Penukaran dokumen MoU dilakukan oleh para menteri terkait dari kedua negara di hadapan Presiden Prabowo Subianto dan Presiden Korea Selatan Lee Jae Myung. Acara tersebut berlangsung dalam pertemuan bilateral di Istana Kepresidenan Republik Korea (Blue House), Seoul, pada 1 April 2026 lalu.
Kerja sama ini mencakup tiga pilar utama: pengembangan teknologi industri jasa instalasi di perairan, decommissioning anjungan lepas pantai pasca-operasional migas, serta reutilization fasilitas tersebut untuk keperluan baru. Selain itu, kedua pihak sepakat meningkatkan komunikasi dan kolaborasi antara sektor publik serta swasta, sekaligus memperkuat kapasitas SDM di sektor migas dan bidang pendukung lainnya.
Airlangga menambahkan bahwa kesepakatan ini membuka peluang konkret bagi pelaku usaha energi nasional. Perusahaan seperti Pertamina Group dan entitas swasta lainnya diharapkan dapat terlibat aktif dalam implementasi MoU.
“Pemanfaatan kembali anjungan lepas pantai pasca-operasional minyak dan gas bumi nantinya direncanakan untuk dapat menjadi lokasi LNG Receiving Terminal serta lokasi Carbon Capture and Storage, dan hal ini terbuka bagi para pelaku industri energi nasional,” jelasnya.
MoU ini berlaku selama lima tahun sejak ditandatangani dan dapat diperpanjang sesuai kesepakatan bersama.
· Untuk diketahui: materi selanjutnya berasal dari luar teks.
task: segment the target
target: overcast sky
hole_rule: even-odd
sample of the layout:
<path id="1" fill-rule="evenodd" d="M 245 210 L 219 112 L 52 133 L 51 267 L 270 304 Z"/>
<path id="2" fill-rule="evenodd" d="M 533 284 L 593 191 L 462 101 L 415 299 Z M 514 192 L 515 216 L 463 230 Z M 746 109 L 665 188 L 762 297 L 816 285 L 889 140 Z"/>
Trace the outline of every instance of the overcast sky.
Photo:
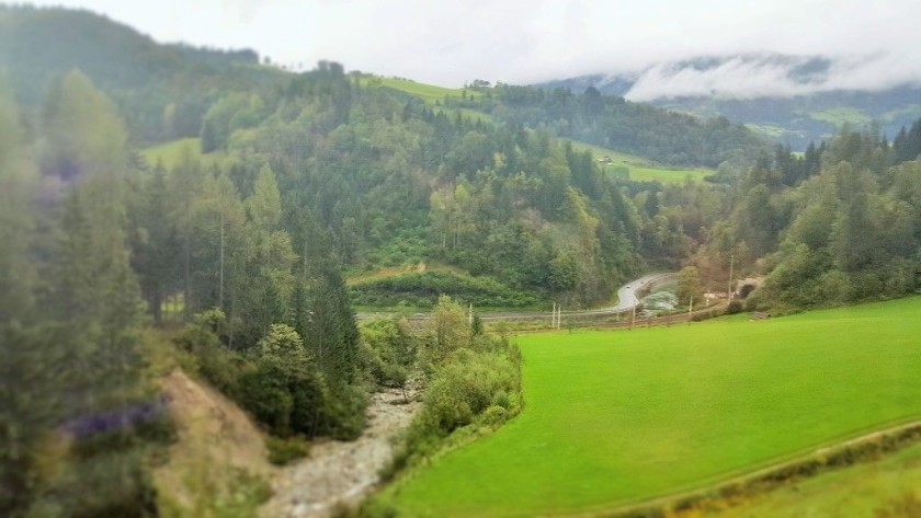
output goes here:
<path id="1" fill-rule="evenodd" d="M 629 96 L 796 93 L 921 82 L 921 0 L 39 0 L 83 7 L 160 42 L 248 47 L 284 64 L 446 87 L 646 71 Z M 776 64 L 705 73 L 650 66 L 701 55 L 840 57 L 830 77 L 785 81 Z M 731 78 L 731 79 L 730 79 Z"/>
Meskipun bersifat non-binding secara hukum internasional, dokumen ini menjadi fondasi penting bagi kemitraan strategis kedua negara di sektor energi.
Dalam konteks yang lebih luas, kerja sama ini mencerminkan komitmen Indonesia dan Korea Selatan untuk mendorong pembangunan ekonomi berkelanjutan. Dengan memanfaatkan keunggulan teknologi Korea Selatan dan potensi sumber daya alam Indonesia, kesepakatan ini diharapkan dapat memperkuat posisi Indonesia sebagai pemain kunci dalam industri migas regional, sekaligus mendukung transisi energi yang ramah lingkungan melalui pemanfaatan kembali aset lepas pantai.
Langkah ini sejalan dengan upaya kedua negara dalam menghadapi tantangan global seperti ketahanan energi dan pengurangan emisi karbon, di mana reutilisasi anjungan migas menjadi salah satu solusi inovatif yang potensial.